Pemakaman Pria Obesitas Berbobot 300 Kg
Jenazah Fajri telah dimakamkan di TPU Menteng Pulo, Jakarta Selatan, Kamis siang sekitar pukul 14.38 WIB. Pemakaman almarhum turut dibantu oleh tim Damkar.
"Kami mengerahkan delapan personel Gulkarmat Jakarta Pusat," kata Komandan Insiden Sistem Suku Dinas Gulkarmat Jakarta Pusat Agus Syaban.
Dikutip dari Antara, jenazah Fajri diturunkan dari ambulans oleh para personel Basarnas Kantor SAR Jakarta dengan menggunakan forklift manual pukul 14.03 WIB.

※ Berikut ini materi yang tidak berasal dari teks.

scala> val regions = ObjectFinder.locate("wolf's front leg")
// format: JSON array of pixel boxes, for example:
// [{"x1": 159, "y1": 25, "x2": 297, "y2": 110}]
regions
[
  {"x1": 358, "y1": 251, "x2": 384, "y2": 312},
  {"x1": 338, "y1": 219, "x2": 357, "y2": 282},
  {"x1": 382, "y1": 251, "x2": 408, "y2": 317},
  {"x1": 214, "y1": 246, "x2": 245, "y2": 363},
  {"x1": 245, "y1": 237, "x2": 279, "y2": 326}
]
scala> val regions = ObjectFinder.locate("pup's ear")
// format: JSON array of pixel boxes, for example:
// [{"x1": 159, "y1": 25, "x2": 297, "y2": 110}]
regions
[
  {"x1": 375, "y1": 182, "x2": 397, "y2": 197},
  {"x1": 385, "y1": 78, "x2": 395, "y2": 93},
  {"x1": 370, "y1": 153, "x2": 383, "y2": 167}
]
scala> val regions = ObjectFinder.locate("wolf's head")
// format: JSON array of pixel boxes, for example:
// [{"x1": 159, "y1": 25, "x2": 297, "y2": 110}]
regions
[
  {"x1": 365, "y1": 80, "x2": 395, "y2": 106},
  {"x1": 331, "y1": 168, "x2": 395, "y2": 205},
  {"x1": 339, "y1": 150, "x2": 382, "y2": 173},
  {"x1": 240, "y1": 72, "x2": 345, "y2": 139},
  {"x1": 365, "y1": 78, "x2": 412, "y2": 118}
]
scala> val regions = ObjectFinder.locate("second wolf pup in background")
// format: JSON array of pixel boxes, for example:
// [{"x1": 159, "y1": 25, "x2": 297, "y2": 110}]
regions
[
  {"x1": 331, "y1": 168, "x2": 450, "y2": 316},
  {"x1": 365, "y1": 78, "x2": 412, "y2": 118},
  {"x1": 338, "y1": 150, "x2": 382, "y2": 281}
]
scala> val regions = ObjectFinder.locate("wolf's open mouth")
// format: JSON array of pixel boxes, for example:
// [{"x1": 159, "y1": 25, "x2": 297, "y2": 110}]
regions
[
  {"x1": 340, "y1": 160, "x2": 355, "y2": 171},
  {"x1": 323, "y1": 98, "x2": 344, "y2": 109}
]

Jarak dari ambulans yang membawa Fajri ke liang lahat sejauh 500 meter. Petugas sempat menemui kendala selama membawa lantaran adanya bebatuan jalanan.
Kemudian, delapan Gulkarmat Jakpus telah berjaga dengan memasang tali katrol sistem pulley (pulley system) di dekat makam mendiang Fajri.
Makam mendiang Fajri berukuran 4x2 meter dan kedalaman 1,8 meter.